Still, it is a reminder of how important backwards compatibility is.... and how incompetent MS is with its installers! Can't believe such an easy thing took someone like ME so long to figure out. I suspect your average computer user would have long before given up.
 
Can't believe such an easy thing took someone like ME so long to figure out. I suspect your average computer user would have long before given up.
That's not an easy thing and I definitely would be one of those who would've quit. Time is too precious to waste on Microsoft stuff. I haven't even tried Office 21 and 24 to see if it's better or faster. No point. The moment they introduced their subscription based Office 365, that was the end of any interest in Office. Not interested in paying a yearly tax and not interested in paying for the perpetual licensed product that will definitely be inferior to the subscription based one.
 
That's not an easy thing and I definitely would be one of those who would've quit. Time is too precious to waste on Microsoft stuff. I haven't even tried Office 21 and 24 to see if it's better or faster. No point. The moment they introduced their subscription based Office 365, that was the end of any interest in Office. Not interested in paying a yearly tax and not interested in paying for the perpetual licensed product that will definitely be inferior to the subscription based one.

I don't think the subscription price is terrible, for me for example,, since I use it extensively at work.
 
I would guess low single digits, which wouldn't be enough to make it all worth it.
It wouldn't even be that. The reason AArch64 is faster than AArch32 is that they completely threw out the old encoding and all the warts of the ISA, and redid it as a modern RISC. AMD did not do that when they designed AMD64. Because of that, just dropping 32-bit support gives you 0% more speed on x86. Because the existence of the 32-bit stuff doesn't really hurt you when you're not using it.
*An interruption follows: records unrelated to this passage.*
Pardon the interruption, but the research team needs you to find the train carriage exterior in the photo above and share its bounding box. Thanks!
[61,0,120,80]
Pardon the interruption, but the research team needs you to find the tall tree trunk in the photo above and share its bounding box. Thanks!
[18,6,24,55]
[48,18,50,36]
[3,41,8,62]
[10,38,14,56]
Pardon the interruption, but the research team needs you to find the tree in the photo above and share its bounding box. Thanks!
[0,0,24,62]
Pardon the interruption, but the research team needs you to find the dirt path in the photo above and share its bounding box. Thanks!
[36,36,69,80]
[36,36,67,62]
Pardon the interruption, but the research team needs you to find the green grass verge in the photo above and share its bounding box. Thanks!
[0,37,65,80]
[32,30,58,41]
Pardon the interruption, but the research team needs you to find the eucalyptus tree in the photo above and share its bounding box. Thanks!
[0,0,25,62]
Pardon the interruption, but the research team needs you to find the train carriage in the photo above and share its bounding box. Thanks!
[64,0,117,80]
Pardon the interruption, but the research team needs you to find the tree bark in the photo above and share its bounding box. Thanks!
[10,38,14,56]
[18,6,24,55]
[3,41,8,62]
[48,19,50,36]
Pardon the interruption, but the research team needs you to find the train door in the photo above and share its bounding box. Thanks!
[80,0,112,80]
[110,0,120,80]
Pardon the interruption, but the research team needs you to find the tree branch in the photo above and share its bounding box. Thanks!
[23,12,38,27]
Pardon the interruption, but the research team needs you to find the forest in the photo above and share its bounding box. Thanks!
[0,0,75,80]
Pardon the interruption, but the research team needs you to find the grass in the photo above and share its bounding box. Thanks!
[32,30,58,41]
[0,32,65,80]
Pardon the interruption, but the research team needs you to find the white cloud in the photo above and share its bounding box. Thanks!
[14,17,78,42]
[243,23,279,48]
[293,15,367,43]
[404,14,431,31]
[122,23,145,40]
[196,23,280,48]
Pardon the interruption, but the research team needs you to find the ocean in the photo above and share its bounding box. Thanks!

What hurts you is that the 64-bit ISA is still using the same, sucky instruction encoding that has been expanded from the original 8086 design, just with more prefixes.
 
Given a choice between a CPU that ran 64 bit code let's say 3% faster but 32 bit code 3% slower
3% extra isn't worth the risks associated with dropping even 16 bit stuff, never mind 32 bit that is still very actively used - MAYBE 30% would have been justifiable, but there is no way dropping that stuff will get more than very little - internally it must be all mapping to existing hardware stuff anyway, and simple remap can't be very expensive.

The main thing you'd gain is a bunch of short opcodes that can be repurposed for new stuff, but is decoding really the biggest problem right now?

Anyway, it (dropping 32 bit stuff) is all academic - this ain't going to happen in x86 like EVER.